More importantly if the average commitment you can make is below £10,000, then you have to consider how you sell yourself and earn your place on the cap table.
The best founders will always have the ability to pick; make it easy for them to say yes to you.
Here are a few types of angels I’ve observed:
Brand — well-known angels, founders or those well-known in their field who will look great in any announcement of the raise
Customers — people that work at or bring deep connection to the target audience the founder is selling into
Domain expert — a thought partner in a particular domain from building technical teams to GTM. As an example, I learnt in the market my twin specialisms of community strategy and narrative (how to communicate what you do to general customer base, investors and hires) were unusual and useful and this allowed me to move horizontally from only investing in what I knew to stretching myself into new verticals that also needed this skillset.
Sounding board — the “coach” profile who can be a critical friend to the founders. Often these are ex or current founder/CEOs.
Buy a copy of Venture Deals and accept there will be things in legal documents you will need to ask stupid questions about until the end of time (always better to ask the question).
Think about “portfolio” even if that feels grand for YOLOing into a friend’s startup. Power law holds that within your portfolio of angel investments the majority of returns will likely come from one outsize success. This has implications for both the size of check you write and the number of investments you do. There’s no one way but ~30 investments is often thought to be a good power law number and I consistently wrote similar size checks.
So you’ve had your check accepted and the investment is signed, now what?
Time to get to work.
Bluntly, you’ll be better than most angels simply by reading and replying to monthly investor updates and not getting in the way (founder time is very important. Don’t waste it).
This is where knowing your role on the cap table comes in handy.

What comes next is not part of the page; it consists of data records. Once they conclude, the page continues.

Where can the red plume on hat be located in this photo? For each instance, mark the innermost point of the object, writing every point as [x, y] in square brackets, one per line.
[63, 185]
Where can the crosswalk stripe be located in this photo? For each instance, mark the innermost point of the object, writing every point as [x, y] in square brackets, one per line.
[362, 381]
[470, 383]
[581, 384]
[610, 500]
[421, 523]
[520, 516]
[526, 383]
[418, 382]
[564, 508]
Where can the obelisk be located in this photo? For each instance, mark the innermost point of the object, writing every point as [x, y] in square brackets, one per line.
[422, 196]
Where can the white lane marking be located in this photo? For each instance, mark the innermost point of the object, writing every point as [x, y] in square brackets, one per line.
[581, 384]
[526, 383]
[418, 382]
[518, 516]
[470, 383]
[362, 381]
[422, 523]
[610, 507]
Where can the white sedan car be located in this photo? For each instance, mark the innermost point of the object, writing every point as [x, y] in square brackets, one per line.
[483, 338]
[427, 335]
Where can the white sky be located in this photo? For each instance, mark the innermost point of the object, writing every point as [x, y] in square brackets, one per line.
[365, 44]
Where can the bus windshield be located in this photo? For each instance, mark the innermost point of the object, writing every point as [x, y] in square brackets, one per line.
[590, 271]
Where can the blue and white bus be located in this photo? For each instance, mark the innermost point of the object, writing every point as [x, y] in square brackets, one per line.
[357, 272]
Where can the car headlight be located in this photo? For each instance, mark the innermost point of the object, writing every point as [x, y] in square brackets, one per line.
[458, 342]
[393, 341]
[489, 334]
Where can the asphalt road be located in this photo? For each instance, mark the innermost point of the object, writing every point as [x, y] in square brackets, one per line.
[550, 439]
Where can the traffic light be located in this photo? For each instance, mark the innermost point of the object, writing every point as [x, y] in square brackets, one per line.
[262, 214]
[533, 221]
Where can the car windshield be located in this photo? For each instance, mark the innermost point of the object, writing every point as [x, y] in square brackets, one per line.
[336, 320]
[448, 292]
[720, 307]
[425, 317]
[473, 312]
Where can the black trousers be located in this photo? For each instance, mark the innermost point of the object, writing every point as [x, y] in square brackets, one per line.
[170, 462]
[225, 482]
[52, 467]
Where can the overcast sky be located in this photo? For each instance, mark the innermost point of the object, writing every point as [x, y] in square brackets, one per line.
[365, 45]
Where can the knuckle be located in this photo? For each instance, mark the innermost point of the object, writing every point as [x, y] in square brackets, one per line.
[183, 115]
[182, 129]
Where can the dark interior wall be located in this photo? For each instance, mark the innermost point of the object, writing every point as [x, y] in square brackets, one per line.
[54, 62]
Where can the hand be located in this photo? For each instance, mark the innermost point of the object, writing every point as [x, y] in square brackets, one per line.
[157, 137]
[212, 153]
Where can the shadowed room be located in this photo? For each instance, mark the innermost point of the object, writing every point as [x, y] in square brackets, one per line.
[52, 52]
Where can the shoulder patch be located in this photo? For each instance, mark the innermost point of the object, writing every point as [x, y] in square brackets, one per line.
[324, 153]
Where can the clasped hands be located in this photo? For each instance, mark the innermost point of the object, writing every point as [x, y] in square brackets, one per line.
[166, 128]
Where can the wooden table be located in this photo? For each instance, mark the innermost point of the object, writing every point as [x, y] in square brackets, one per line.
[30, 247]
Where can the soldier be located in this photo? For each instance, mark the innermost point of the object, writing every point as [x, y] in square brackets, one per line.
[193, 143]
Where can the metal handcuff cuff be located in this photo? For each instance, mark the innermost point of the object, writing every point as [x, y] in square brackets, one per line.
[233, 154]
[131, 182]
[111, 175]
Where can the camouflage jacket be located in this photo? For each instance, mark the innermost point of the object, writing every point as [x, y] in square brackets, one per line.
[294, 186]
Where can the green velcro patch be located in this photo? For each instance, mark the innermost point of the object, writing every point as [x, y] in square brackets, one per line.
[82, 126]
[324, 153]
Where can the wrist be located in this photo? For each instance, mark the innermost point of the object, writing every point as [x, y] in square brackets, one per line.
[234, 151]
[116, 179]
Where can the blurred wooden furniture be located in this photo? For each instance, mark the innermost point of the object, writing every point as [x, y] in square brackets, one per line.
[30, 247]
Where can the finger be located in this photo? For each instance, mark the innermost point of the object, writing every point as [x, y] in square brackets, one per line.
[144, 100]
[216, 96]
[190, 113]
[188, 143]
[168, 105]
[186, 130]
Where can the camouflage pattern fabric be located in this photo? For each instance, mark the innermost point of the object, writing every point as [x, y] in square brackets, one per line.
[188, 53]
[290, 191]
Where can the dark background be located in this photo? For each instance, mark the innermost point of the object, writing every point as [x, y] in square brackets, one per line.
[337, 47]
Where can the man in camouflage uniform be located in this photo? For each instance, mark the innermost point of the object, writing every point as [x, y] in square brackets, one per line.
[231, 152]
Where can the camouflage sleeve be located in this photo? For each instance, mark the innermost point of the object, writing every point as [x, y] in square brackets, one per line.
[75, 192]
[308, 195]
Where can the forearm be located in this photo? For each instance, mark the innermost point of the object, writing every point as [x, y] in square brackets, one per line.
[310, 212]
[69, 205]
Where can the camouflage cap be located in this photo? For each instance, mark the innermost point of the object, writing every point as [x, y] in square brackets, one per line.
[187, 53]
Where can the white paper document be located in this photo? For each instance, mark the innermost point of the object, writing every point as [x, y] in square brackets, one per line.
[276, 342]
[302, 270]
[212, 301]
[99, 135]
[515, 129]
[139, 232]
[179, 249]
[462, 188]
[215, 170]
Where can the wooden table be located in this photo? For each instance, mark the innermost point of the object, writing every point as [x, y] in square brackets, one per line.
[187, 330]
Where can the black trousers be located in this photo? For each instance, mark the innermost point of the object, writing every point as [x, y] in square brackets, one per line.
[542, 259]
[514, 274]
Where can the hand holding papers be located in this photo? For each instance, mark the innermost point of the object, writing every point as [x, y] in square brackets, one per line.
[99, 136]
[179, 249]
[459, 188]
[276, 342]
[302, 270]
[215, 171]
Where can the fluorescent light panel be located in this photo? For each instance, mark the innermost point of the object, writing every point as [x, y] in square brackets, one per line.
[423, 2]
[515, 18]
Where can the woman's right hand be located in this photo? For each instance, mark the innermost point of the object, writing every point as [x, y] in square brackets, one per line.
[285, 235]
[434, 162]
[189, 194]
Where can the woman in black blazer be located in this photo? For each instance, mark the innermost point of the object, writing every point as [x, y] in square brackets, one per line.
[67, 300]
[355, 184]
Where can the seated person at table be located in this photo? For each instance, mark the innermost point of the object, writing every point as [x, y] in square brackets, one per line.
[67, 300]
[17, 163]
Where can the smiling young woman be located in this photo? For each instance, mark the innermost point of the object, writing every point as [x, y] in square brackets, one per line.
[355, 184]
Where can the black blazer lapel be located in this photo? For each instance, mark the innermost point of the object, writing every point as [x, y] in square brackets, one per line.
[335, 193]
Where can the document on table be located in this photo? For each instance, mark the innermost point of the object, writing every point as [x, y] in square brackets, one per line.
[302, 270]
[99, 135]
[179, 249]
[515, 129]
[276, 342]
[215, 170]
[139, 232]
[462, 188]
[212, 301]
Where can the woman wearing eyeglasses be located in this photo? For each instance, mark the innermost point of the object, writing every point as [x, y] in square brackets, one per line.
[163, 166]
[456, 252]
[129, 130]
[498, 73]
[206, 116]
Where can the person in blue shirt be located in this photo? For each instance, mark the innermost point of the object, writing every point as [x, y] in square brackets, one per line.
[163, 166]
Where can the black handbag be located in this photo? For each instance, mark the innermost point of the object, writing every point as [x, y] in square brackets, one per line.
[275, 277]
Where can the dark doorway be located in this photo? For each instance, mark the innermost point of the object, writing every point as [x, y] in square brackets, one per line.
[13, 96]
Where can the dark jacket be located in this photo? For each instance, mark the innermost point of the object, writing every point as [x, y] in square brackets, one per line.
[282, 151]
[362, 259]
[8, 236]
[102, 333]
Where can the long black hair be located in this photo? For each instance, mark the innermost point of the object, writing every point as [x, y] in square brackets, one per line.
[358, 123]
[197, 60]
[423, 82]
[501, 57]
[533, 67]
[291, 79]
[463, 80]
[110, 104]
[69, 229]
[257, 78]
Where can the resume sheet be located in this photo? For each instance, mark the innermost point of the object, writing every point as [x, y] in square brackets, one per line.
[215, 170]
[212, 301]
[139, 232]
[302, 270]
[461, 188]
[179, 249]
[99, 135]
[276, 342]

Have a kick-off call, specifically ask where you can be useful, know it’s fine if the answer is “we don’t need anything right now” and try not to send articles about competitor’s massive rounds.
Congratulations, you’re now an angel investor!
And two things I continue to learn:
There are lots of good angel investments out there that aren’t venture scale.
Venture capital works well for a small amount of businesses but not all.
Several of my favourite angel investments are in companies that I wouldn’t have been able to do through Common Magic; in some cases, the company will become a profitable great business but not the right scale for venture; in others, the valuation doesn’t fit what funds like mine need.
This is where angels can lean in.
And don’t forget to have fun.
This is such a people business. A few days ago, one of my favourite founders called me and told me he’d managed to sell part of the company after a gruelling year all round. My first gut feeling was relief for him, me and the wider team. And, even though life is long & I’m sure we’ll work together again, the second feeling was a little sadness it’s almost the end of this very specific journey together.
I made money and had fun. What else can you ask for?
*disclaimer — I’m an angel investor in Odin.